Lucrecia me miró primero con lástima y luego con maldad.
– Lo único que sé de esa idea es que el único que puede saber algo eres tú.
Sonreí, pero no tenía ningún motivo. Débilmente, protesté:
– No era aquí a donde quería llegar. Si acudo a ti es porque yo no puedo ayudarme. ¿Qué quieres decir exactamente?

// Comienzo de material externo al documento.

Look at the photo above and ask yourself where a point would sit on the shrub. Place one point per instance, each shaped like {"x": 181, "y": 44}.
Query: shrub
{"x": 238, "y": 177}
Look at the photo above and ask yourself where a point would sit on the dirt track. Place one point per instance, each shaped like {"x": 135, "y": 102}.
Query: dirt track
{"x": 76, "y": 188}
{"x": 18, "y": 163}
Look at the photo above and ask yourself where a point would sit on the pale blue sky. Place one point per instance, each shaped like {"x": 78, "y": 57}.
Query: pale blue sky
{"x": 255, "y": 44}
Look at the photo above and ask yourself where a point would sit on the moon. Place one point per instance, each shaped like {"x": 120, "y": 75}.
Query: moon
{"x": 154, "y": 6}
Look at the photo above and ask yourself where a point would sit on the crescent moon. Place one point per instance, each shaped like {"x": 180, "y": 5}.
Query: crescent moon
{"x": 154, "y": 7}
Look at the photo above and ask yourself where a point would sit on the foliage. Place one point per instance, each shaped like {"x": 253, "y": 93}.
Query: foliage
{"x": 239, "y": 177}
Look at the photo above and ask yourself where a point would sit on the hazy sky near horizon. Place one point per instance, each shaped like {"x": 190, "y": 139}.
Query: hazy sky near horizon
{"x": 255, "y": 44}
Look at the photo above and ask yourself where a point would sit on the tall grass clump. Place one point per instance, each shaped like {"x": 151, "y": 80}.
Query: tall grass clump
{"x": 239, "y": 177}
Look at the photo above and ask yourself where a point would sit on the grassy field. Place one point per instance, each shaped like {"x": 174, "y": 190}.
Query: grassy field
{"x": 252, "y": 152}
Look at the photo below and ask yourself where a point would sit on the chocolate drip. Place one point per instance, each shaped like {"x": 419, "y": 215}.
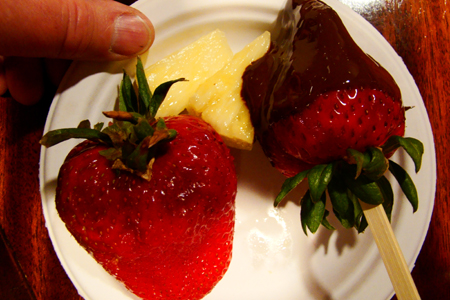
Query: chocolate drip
{"x": 312, "y": 53}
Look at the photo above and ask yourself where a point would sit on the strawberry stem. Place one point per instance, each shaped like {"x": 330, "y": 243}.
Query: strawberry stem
{"x": 134, "y": 134}
{"x": 358, "y": 176}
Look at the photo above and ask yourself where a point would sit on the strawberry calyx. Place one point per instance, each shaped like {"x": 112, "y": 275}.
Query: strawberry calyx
{"x": 134, "y": 133}
{"x": 356, "y": 177}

– No es complicado de entender, pero quizá sea largo explicarlo. Mi trato con mi hermana, desde el momento de su milagroso restablecimiento hasta que dejó la clínica, fue un tanto superficial. Poco pude captar de sus pensamientos íntimos. El día en que fui a recogerla para traerla de regreso a Madrid descendió a hacerme una confidencia bastante hermética. A ti esto nunca podrá importarte, me dijo, pero es extraño que cuando se sale del infierno no haya más razón para vivir que el deseo de volver a pecar. Y añadió: Lo único que consigue la penitencia es que desees cometer un pecado distinto del último, pero mejor si es uno que cometiste otra vez antes, uno que sea lo bastante antiguo como para haberlo olvidado y poder recordarlo ahora con curiosidad.
Sin gran mérito, empecé a entender. No la verdad, todavía, sino la mentira que por antojo de Claudia su hermana parecía creer la verdad.
– Nunca concedí importancia a las divagaciones de Claudia -continuó Lucrecia-, pero un viejo hábito me hacía retenerlas en la memoria para cuando llegara el momento de aplicarlas a interpretar sus aventuras. Desde que esa noche la dejé en su casa, un pequeño piso que le había alquilado y que ella sustituyó pronto por un suntuoso ático, hasta la noche en que la mataron, sólo hablé con ella tres veces, y las tres por teléfono. Es decir, el día que la traje de la clínica fue la última vez que la vi viva. Es un detalle que se destaca mucho en novelas y películas, pero que por mi experiencia no creo que destaque mucho en la realidad. Mi sensación de haberla perdido no llega hasta tan atrás, quizá porque la última vez que hablé con ella fue la misma noche de su muerte.
Ante aquel hecho inesperado procuré reprimir mi interés. Lucrecia, sabiéndose dueña de mis cinco sentidos, se demoró aún en algún pormenor secundario para hacer crecer mi expectación.